Il y a quelques semaines, la compagnie Molson, célèbre pour ses boissons jaune pimpant, a fait paraître, à l’idée d’une agence de putes, je veux dire pub, de Montréal, un calendrier promotionnel destiné au client-type de la compagnie : le Serge festif. En passant, si vous ne savez pas de quel calendrier je parle, comptez-vous chanceux.ses et allez plutôt réserver sans délai le calendrier des Alternatives 2009, des éditions du Mémento (http://www.lememento.com/). Je ne veux pas contribuer par ma critique, fusse-t-elle acerbe et fasse-t-elle mouche, à diffuser ce type de matériel, mais pour les curieux.ses, j’ai mis un lien à la fin qui vous expliquera le gros de l’histoire*. Mais laissez-moi d’abord exprimer mon indignation avant de me quitter d’un clic pour aller vous rincer l’œil.

Je vous annonce que la compagnie Molson est partie à la chasse au Serge. Le Serge québécois (Insignificus quebecensis) est une créature-poisson âgée de 18 à 34 ans, dont les principaux intérêts sont, selon les chercheurs, le sport, les voitures et – ce qu’il risque fort peu d’avoir s’il passe trop de temps à s’adonner aux deux premières choses – le sexe. Pour l’appâter, un calendrier de leurres cambrés imitant la séduction, attrait visuel sans plus. Chez Molson, à l’instar de la mousse dans le verre, on reste bien en surface : pas d’édition en braille de ces pitounes. Clairement, le Serge dont on veut faire un homme qui boit, est avant tout un homme qui voit.
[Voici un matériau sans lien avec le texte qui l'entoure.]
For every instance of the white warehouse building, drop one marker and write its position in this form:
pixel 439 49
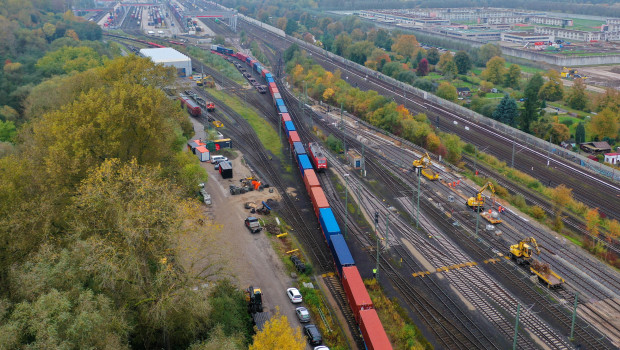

Nombreuses femmes comme moi (autour de la quarantaine, avec enfants et/ou carrière, autonomes et essayant de consommer raisonnablement) sont excédées de ces enfantillages rétrogrades qui carburent à l’argent des jeunes Serges : nous passons à l’action. Dans mon cas, on parle de boycotter la grosse Mol tablette que je bois annuellement par nostalgie autour d’un feu de plage nord-côtière.

C’est pas grand chose mais j’en parle autour de moi ; il va en coûter de plus en plus cher aux compagnies de ne servir que ces fantasmes puériles à leur clientèle en ignorant l’impact de cette diarrhée publicitaire sur les non-Serge et sur les femmes du même âge. Elles sont aussi partie prenante de la société et en ont ras le pompon d’encaisser ces publicités réductrices à leur égard, sans parler de l’impact sur les plus jeunes garçons et filles, dont on pollue l’avenir en continuant de déverser, comme si c’était naturel, de telles images dans leur environnement.

C’est dans cet environnement que moi, mère indigne, ai eu la mauvaise idée de mettre au monde un enfant. Un petit cerveau tout neuf, l’esprit critique en herbe, nage dans une société où une multitude d’innocentes personnes qui-ne-font-que-leur-boulot – entretenir l’ogre capitaliste de la surconsommation – empoisonnent le paysage de la ville et celui, mental, de mon garçon et de ses ami.e.s du primaire.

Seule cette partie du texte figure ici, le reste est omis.